Whether you have a bounty in your garden or decided to buy in bulk, using those sweet peppers before they go bad can often be a challenge. Fortunately, sweet peppers are one of the easiest vegetables to freeze, and they retain their bright colors and flavor beautifully with this method. Unlike when freezing other vegetables, it is not necessary to blanch peppers before freezing them. This technique of freezing is simple, taking only 10 minutes to prepare and 1 hour to flash freeze.
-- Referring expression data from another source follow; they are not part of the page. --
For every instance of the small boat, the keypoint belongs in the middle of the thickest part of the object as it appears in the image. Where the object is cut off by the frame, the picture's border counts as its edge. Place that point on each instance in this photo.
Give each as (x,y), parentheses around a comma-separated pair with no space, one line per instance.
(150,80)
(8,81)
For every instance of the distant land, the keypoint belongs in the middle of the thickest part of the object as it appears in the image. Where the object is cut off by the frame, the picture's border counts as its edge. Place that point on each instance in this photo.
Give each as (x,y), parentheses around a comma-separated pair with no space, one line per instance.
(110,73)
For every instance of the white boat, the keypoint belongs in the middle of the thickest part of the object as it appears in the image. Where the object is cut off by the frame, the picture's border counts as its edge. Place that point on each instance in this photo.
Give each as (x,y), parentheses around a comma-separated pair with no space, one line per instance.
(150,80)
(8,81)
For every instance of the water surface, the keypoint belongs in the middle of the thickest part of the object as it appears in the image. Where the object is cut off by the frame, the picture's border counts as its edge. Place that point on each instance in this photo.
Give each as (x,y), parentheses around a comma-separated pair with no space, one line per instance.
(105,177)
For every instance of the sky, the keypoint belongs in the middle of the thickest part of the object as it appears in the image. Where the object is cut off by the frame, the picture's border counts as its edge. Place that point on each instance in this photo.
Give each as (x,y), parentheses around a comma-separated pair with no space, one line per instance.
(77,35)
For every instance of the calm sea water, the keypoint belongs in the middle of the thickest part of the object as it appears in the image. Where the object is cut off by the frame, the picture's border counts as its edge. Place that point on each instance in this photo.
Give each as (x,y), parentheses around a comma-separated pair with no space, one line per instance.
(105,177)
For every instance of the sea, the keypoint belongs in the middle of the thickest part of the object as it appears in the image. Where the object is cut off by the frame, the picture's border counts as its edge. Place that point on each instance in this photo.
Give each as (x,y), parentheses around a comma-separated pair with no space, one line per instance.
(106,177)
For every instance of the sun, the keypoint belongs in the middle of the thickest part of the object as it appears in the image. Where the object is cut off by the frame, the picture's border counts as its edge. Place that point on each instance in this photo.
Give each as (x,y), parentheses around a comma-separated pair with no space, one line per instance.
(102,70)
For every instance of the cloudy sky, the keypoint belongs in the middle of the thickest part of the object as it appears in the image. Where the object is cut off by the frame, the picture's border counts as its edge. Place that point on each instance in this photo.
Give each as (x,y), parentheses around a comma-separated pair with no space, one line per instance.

It is important to keep in mind, however, that because peppers contain water they won't return to their crispness when thawed. So frozen pepper pieces are ideal for adding to cooked dishes such as stir-fries and stews but not for eating raw.
What You Need
You don't need much besides the sweet peppers--such as bell or roasting peppers--to follow this freezing method. For a quick process, make sure you have a sharp knife, cutting board, baking sheet and freezer bags or airtight containers on hand.
Steps for Freezing
Remove the stems, seeds and whitish inner membranes from the peppers.
Cut the peppers according to your cooking style--if you usually make recipes that call for chopped peppers, cut them into approximately 1/2-inch pieces. Or slice them if pepper strips (like for stir-fries) are more commonly on the ingredient list. Or do a little of both. This way, they are ready to use when you take them out of the freezer.
Spread the cut peppers in a single layer on a baking sheet. Freeze for 1 hour. This step (called flash freezing) ensures that the pieces remain loose rather than clumping together, and makes it possible for you to scoop out just what you need later on.
Transfer the frozen pepper pieces to freezer bags or airtight containers. Label the bags or containers with the date (and variety of pepper if you like).
The peppers will keep for up to a year, but their quality is best if used within 6 months.
Tips for Using
Because peppers retain water when frozen, it is best to use frozen peppers in cooked dishes--they will become somewhat limp and soggy when thawed and therefore are not ideal for salads or crudites. For most recipes, like soups, sauces, and stir-fries, it is unnecessary to thaw the pepper pieces before cooking them.